Alinur Velidedeoğlu, MHP'den İstanbul Büyükşehir Belediye Başkanlığı teklifi alınca dikkatleri yeniden üstünde topladı. Ancak şamdan Plus'tan Öykü Yazıcıoğlu'na anlattıklarının dikkatinizi daha çok çekeceğine eminiz.....

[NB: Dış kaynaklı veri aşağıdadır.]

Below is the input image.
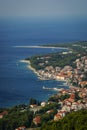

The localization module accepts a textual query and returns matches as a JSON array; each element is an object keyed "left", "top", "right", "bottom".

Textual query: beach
[{"left": 14, "top": 45, "right": 68, "bottom": 50}]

O, her zaman ilginç biri olma özelliğini korudu. Güzel Sanatlar Saatchi & Saatchi'nin ortağı Alinur Velidedeoğlu, 18 yaşında ilk reklam filmini yöneten, 24 yaşında ilk şirketini kuran, 140'ı yurtdışında olmak üzere toplam 570 reklam filmi çeken, Discovery Channel'ın seçtiği 'Dünyanın kültürel ve sosyal açıdan en zengin 32 kişisi' arasında yer alan, ulusal ve uluslararası ödül sayısı 70'i bulan 'reklam dünyasının dahi çocuğu'ydu. Yaptığı tasarımlarla, açtığı sergilerle herkesi şaşırtmayı bildi. MHP'den İstanbul Büyükşehir Belediye Başkan adaylığı teklifi alması da şaşkınlığa neden oldu. Osmanlı tarihi konusunda ki açıklamaları da sizi şaşırtabilir ama en çok son uğraşının sizi şaşırtacağına inanıyoruz. Velidedeoğlu, ofisindeki hassas mikroskopla 'Tanrı'yı arıyor...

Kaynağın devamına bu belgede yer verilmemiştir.